Ao sair, passo por um arbusto florido e percebo movimento incomum. Ao observar melhor, vejo inúmeras borboletas visitando as flores, num espetáculo de cor em suas asas que se movem abrindo e fechando. Chamo à atenção da assistente social, que não havia percebido e sairia do lugar sem perceber esse “show”. Um momento mágico, uma demonstração a mais da beleza natural em contraste com o caos urbano criado por aquelas famílias desfortunadas. Num gran finale, as borboletas alçam vôo, enchendo o ambiente de cores e encantos.

Saio com perguntas sem respostas: onde erramos? Seria a consciência uma conquista às custas de preços muitas vezes impagáveis? Porque as galinhas não sofrem abandono, desamor, fome e miséria, enquanto humanos sofrem tantos tormentos gerados pelos enganos eternos culturais que excluem crianças, idosos e incapazes. 

Porque as borboletas conseguem alimento enquanto embelezam o universo, enquanto homens e mulheres são abandonados a viverem como subespécies, em condições degradantes, ainda que em meio a um cenário paradisíaco?

Se hoje nos fosse permitido viver no paraíso cristão, teríamos a mesma sorte? Seriamos incoerentes e injustos ao ponto de manter, até mesmo no paraíso, famílias em situação degradante?
Onde foram colocados os limites entre essa comunidade e o universo perfeito à sua volta?

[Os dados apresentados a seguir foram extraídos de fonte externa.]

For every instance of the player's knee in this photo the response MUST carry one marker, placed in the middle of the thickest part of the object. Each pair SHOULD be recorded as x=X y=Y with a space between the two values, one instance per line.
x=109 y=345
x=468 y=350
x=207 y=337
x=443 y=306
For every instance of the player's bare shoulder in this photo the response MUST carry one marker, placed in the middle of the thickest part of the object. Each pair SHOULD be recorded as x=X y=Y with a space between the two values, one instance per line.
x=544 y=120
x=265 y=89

O que os tornou presos nessa ilha? 

São paredes invisíveis, barreiras culturais, virtuais, espaços definidos culturalmente por uma sociedade estranha, que não parece considerar as leis naturais, visto que atenta contra sua própria espécie, envergonhando os corações sensíveis.

Estranho o nosso comportamento humano.
Talvez essa seja a explicação de sermos tão pequenos diante do universo e de estarmos tão distantes do conhecimento do seu funcionamento, suas origens e destinos.



A volta foi dolorosa, o sentimento de inutilidade, de responsabilidade além de nossas competências e forças, e a culpa de não ter podido fazer algo, causar alguma mudança positiva para aquelas famílias, imersas numa Matrix, num universo paralelo, cegos para toda a beleza e resplendor natural que as cerca.